Themes in Frost's work

  1. 1 Frost often addresses the theme of loneliness and isolation. His narrators are invariably alone, trapped in nostalgic reflection, debating their ‘promises’ or duties to others and assessing the significance of structures which exist to impose boundaries and borders between individuals.
  2. 2 Frost makes strong use of the environment to reflect on the inner state of his narrators or express the relationship between characters.
  3. 3 Consider the use of paths, woods, walls to reflect symbolically on destiny.
  4. 4 Similarly, Frost makes strong references to the sea, darkness, snow as more abstract symbols of death and unknowingness.
  5. 5 Dramatic monologues often serve to reinforce the distance and isolation between the ‘voice’ and those about him.

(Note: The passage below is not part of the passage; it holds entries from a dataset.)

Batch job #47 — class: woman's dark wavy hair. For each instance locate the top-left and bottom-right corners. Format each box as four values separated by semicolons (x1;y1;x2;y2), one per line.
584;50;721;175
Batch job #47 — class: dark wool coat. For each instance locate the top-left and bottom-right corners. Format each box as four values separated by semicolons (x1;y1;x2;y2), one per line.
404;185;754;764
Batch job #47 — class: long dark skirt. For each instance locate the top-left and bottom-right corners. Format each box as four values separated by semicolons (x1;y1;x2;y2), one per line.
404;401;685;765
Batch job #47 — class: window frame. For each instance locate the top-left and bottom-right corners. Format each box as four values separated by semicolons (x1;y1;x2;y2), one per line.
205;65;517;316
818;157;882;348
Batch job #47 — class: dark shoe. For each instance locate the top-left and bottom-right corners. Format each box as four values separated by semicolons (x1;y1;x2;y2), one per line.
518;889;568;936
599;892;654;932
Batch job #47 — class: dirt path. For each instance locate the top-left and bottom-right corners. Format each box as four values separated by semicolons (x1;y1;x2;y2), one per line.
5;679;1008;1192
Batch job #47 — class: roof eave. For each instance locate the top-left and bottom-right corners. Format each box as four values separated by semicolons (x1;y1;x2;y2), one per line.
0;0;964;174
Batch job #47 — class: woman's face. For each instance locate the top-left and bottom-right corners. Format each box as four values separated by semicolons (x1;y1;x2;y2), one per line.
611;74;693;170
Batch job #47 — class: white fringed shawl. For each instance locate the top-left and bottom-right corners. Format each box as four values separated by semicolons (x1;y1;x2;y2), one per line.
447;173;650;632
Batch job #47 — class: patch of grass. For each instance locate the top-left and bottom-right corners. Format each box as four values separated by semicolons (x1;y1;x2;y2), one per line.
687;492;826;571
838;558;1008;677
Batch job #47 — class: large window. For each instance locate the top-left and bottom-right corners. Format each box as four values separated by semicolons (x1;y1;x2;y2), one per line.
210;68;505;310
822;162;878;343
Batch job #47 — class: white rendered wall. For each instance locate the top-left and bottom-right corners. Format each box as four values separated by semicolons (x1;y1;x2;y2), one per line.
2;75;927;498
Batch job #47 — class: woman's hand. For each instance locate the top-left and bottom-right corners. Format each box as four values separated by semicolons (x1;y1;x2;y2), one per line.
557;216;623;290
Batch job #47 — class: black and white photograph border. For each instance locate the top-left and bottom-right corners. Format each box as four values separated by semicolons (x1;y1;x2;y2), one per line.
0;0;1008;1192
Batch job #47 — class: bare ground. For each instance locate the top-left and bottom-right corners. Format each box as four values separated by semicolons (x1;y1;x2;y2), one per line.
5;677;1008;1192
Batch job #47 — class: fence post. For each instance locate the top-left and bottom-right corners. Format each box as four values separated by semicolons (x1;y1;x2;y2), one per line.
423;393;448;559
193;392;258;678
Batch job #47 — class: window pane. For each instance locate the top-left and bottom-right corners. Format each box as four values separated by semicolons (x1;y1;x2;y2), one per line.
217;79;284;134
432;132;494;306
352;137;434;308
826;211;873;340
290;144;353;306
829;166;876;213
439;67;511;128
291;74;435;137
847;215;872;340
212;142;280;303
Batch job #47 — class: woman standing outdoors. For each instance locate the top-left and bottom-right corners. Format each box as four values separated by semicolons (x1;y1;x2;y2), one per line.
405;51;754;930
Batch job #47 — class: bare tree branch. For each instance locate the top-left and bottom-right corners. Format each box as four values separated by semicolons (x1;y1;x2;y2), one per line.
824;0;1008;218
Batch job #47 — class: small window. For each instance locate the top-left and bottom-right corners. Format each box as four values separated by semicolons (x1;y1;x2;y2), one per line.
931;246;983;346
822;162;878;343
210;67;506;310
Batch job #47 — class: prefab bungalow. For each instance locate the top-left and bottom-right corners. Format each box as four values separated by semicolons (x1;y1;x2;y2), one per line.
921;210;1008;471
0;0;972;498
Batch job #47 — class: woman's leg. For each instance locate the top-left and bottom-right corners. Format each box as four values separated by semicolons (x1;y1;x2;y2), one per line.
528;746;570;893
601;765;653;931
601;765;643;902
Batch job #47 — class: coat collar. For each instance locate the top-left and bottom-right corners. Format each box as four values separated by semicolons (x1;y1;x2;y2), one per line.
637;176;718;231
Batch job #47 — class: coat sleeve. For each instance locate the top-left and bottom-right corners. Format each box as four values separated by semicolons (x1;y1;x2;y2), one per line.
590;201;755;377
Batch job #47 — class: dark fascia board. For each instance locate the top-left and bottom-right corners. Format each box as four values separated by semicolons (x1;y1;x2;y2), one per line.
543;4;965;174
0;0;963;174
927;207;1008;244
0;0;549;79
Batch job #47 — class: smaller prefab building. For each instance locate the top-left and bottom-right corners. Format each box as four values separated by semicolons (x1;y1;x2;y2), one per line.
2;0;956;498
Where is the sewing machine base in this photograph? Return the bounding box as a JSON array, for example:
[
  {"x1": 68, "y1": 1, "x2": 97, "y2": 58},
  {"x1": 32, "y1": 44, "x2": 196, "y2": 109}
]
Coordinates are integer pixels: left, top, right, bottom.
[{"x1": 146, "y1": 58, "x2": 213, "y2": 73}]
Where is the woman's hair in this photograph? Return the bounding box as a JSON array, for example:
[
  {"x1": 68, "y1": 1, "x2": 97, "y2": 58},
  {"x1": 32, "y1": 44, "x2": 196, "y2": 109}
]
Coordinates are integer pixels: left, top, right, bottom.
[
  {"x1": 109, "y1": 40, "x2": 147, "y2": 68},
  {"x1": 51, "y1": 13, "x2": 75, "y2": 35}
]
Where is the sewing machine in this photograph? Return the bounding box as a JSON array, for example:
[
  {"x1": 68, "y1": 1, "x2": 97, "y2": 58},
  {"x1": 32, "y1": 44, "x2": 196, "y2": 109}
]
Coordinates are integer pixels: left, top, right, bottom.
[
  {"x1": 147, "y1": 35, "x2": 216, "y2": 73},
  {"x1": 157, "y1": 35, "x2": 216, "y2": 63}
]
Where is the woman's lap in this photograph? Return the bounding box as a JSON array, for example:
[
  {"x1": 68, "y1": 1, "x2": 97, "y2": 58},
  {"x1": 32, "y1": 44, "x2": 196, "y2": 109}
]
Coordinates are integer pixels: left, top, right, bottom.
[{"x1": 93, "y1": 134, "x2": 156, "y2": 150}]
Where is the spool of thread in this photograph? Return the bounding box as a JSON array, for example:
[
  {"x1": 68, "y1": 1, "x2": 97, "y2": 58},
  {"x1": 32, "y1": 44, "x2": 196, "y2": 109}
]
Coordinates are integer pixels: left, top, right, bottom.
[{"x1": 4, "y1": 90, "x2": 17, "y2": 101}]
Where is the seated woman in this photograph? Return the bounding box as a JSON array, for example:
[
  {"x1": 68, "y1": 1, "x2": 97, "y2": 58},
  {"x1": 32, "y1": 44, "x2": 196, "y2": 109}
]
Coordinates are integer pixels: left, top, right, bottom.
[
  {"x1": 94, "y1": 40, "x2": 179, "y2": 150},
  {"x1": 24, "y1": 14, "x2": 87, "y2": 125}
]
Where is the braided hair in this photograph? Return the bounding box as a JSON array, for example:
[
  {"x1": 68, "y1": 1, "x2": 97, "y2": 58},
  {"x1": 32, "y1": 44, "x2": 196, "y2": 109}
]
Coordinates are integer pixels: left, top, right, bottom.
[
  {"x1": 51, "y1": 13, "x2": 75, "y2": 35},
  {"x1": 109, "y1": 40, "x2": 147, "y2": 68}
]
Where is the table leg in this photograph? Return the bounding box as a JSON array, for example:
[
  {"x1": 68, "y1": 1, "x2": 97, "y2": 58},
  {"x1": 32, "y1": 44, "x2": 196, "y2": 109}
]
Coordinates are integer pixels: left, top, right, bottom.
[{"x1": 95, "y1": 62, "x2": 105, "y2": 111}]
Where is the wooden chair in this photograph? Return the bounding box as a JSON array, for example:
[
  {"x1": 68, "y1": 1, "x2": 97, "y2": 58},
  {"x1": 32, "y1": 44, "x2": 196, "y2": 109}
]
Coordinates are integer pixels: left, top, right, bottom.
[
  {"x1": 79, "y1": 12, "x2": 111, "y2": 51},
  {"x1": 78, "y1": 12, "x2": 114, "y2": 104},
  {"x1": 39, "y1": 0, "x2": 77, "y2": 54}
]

Poetic techniques used by Frost

  1. 1 Frost adheres to regular rhythms but makes more erratic use of rhyme. When identifying these, be sure to comment on how these inform and shape the meanings of the poem.
  2. 2 Interestingly, it is also useful to look at exceptions, which break up the regularity of the rhythm and draw attention to particular moments in the poem.
  3. 3 Frost is generally praised for emulating the natural sounds of speech and thought in his poetry: look for evidence of varying sentence lengths, repetition, inversion, colloquialism, parenthesis, hyphenation and pausing (caesura).
  4. 4 Avoid confusing the narrator of the poems with Frost himself, however closely the content resembles his life. Refer to the voice as the ‘narrator’ or ‘persona’.
  5. 5 Frost’s language is often simple, earthy and prosaic, reflecting a vernacular in keeping with his New England identity. Consider the ways in which this informs our interpretation of his poetry.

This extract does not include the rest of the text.